Cholesterol-to-phospholipid (C:P) ratio is an important determinant of membrane fluidity. This is a reason for the association of elevated membrane microviscosity with altered kinetics of the Na⁺-Li⁺ countertransport system.^{15 16} It is important to note that both C:P ratio^{17 18} and membrane microviscosity^{17 19 20} are inversely related to plasma triglyceride levels. These relationships are the explanation for the frequently reported positive correlations of plasma triglycerides with the activity of the Na⁺-Li⁺ countertransport system,^{3 4 21 22 23} the Na⁺-K⁺-2Cl^- cotransport system,^{22 24 25} the Na⁺-K⁺ pump,^{21 24} and Na⁺ leak.^{21 25} The influence of plasma triglycerides on the activity of the above red cell transport systems is usually more pronounced than that of plasma cholesterol, although HDL cholesterol (namely the HDL₂ fraction) has a strong inverse relationship to these ion transport systems.^{21 24 25}

In contrast to humans, there is only scarce information on the relationship between red cell ion transport and abnormalities of lipid metabolism, although multiple ion transport alterations were also disclosed in erythrocytes of spontaneously hypertensive rats (SHR) (for review see Reference 26²⁶ ) and other rat strains with genetic hypertension.^{27 28 29 30}

At present, there are several independently selected rat strains with genetic hypertension accompanied by abnormal lipid metabolism.
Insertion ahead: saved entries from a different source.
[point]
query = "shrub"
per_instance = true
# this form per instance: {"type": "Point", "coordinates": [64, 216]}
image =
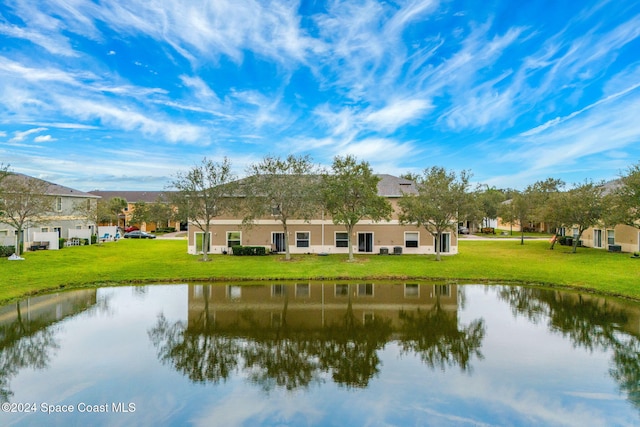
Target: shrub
{"type": "Point", "coordinates": [6, 251]}
{"type": "Point", "coordinates": [248, 250]}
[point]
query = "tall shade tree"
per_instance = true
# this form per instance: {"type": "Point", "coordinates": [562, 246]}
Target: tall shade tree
{"type": "Point", "coordinates": [441, 195]}
{"type": "Point", "coordinates": [626, 199]}
{"type": "Point", "coordinates": [583, 206]}
{"type": "Point", "coordinates": [350, 194]}
{"type": "Point", "coordinates": [488, 201]}
{"type": "Point", "coordinates": [529, 206]}
{"type": "Point", "coordinates": [207, 190]}
{"type": "Point", "coordinates": [23, 203]}
{"type": "Point", "coordinates": [283, 188]}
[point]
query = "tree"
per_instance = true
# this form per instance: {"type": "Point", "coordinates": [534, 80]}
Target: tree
{"type": "Point", "coordinates": [488, 203]}
{"type": "Point", "coordinates": [581, 207]}
{"type": "Point", "coordinates": [626, 199]}
{"type": "Point", "coordinates": [350, 194]}
{"type": "Point", "coordinates": [208, 190]}
{"type": "Point", "coordinates": [114, 208]}
{"type": "Point", "coordinates": [441, 195]}
{"type": "Point", "coordinates": [286, 189]}
{"type": "Point", "coordinates": [24, 202]}
{"type": "Point", "coordinates": [88, 209]}
{"type": "Point", "coordinates": [529, 205]}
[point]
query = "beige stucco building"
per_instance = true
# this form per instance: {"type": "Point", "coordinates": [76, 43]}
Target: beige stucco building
{"type": "Point", "coordinates": [320, 235]}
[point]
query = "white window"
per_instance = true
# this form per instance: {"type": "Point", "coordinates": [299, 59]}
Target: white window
{"type": "Point", "coordinates": [200, 242]}
{"type": "Point", "coordinates": [445, 243]}
{"type": "Point", "coordinates": [411, 290]}
{"type": "Point", "coordinates": [302, 239]}
{"type": "Point", "coordinates": [234, 238]}
{"type": "Point", "coordinates": [365, 289]}
{"type": "Point", "coordinates": [597, 238]}
{"type": "Point", "coordinates": [342, 240]}
{"type": "Point", "coordinates": [411, 239]}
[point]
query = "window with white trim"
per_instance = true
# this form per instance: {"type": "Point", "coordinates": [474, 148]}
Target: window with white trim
{"type": "Point", "coordinates": [411, 239]}
{"type": "Point", "coordinates": [365, 289]}
{"type": "Point", "coordinates": [234, 238]}
{"type": "Point", "coordinates": [342, 240]}
{"type": "Point", "coordinates": [342, 290]}
{"type": "Point", "coordinates": [302, 239]}
{"type": "Point", "coordinates": [411, 290]}
{"type": "Point", "coordinates": [303, 290]}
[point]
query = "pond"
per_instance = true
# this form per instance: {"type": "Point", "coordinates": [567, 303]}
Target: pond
{"type": "Point", "coordinates": [320, 354]}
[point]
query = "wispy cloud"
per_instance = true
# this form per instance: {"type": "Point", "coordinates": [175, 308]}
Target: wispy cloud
{"type": "Point", "coordinates": [21, 136]}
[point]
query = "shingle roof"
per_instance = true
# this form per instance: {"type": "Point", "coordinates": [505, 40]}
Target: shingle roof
{"type": "Point", "coordinates": [392, 186]}
{"type": "Point", "coordinates": [134, 196]}
{"type": "Point", "coordinates": [56, 189]}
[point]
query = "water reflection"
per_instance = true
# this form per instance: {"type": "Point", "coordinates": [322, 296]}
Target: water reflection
{"type": "Point", "coordinates": [292, 335]}
{"type": "Point", "coordinates": [593, 323]}
{"type": "Point", "coordinates": [28, 332]}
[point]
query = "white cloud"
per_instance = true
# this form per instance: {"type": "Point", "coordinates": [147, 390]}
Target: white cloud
{"type": "Point", "coordinates": [397, 113]}
{"type": "Point", "coordinates": [44, 138]}
{"type": "Point", "coordinates": [21, 136]}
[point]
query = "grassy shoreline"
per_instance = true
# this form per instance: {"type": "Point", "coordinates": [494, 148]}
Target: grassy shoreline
{"type": "Point", "coordinates": [142, 261]}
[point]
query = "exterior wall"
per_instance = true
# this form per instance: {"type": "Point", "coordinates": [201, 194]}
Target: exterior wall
{"type": "Point", "coordinates": [61, 219]}
{"type": "Point", "coordinates": [624, 235]}
{"type": "Point", "coordinates": [322, 236]}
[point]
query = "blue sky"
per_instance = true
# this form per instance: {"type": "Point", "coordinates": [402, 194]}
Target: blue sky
{"type": "Point", "coordinates": [120, 95]}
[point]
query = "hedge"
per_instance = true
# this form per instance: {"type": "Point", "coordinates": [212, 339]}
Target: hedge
{"type": "Point", "coordinates": [248, 250]}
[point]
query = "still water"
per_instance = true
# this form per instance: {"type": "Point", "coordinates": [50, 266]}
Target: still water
{"type": "Point", "coordinates": [308, 354]}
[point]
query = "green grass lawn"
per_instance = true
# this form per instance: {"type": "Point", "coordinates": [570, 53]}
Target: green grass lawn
{"type": "Point", "coordinates": [144, 261]}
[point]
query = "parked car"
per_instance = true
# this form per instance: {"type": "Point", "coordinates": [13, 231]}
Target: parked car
{"type": "Point", "coordinates": [137, 234]}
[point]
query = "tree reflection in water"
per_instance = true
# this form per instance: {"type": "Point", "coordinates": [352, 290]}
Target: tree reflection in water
{"type": "Point", "coordinates": [286, 357]}
{"type": "Point", "coordinates": [29, 341]}
{"type": "Point", "coordinates": [589, 322]}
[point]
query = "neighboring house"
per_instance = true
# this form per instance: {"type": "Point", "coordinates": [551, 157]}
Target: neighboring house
{"type": "Point", "coordinates": [624, 238]}
{"type": "Point", "coordinates": [320, 235]}
{"type": "Point", "coordinates": [133, 197]}
{"type": "Point", "coordinates": [64, 220]}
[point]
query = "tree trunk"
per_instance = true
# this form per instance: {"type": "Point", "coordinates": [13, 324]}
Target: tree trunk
{"type": "Point", "coordinates": [287, 254]}
{"type": "Point", "coordinates": [349, 233]}
{"type": "Point", "coordinates": [205, 245]}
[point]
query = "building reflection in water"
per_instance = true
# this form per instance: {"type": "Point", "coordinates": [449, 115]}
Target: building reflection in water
{"type": "Point", "coordinates": [291, 335]}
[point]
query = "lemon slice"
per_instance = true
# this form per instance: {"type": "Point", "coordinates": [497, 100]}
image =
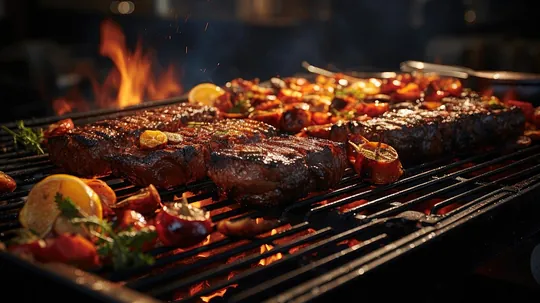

In this study we tried to compare two of them: Lyon hypertensive (LH) rats and Prague hereditary hypertriglyceridemic (HTG) rats. Three Lyon inbred rat strains were originally selected from Sprague-Dawley rats for different blood pressure level,³¹ and they are characterized by changes in plasma cholesterol and triglycerides.³² On the other hand, HTG rats were originally selected from Wistar rats for elevated plasma triglycerides,³³ and they were also found to be hypertensive.³⁴ LH and HTG animals differ substantially in plasma cholesterol level, which is elevated in LH but reduced in HTG compared with respective controls.

The aim of the present study was to investigate the changes in red cell Na⁺ and K⁺ transport and their relationship to blood pressure and plasma lipids (triglycerides and cholesterol) in the above two hypertensive and dyslipidemic rat strains. Our attention was focused on in vivo red cell Na⁺ content (Na⁺_i) and Na⁺ and K⁺ (Rb⁺) movements mediated by the Na⁺-K⁺ pump, Na⁺-K⁺-2Cl^- cotransport, and passive membrane permeability (cation leaks) that represent major mechanisms responsible for erythrocyte Na⁺_i level. Cation transport through the above pathways was therefore estimated under the conditions when intracellular and extracellular Na⁺ and K⁺ (Rb⁺) concentrations were close to in vivo values. Our study offers a unique possibility to compare ion transport alterations in the two strains of genetically hypertensive rats differing not only in their genetic origin but also in the abnormalities of lipid metabolism.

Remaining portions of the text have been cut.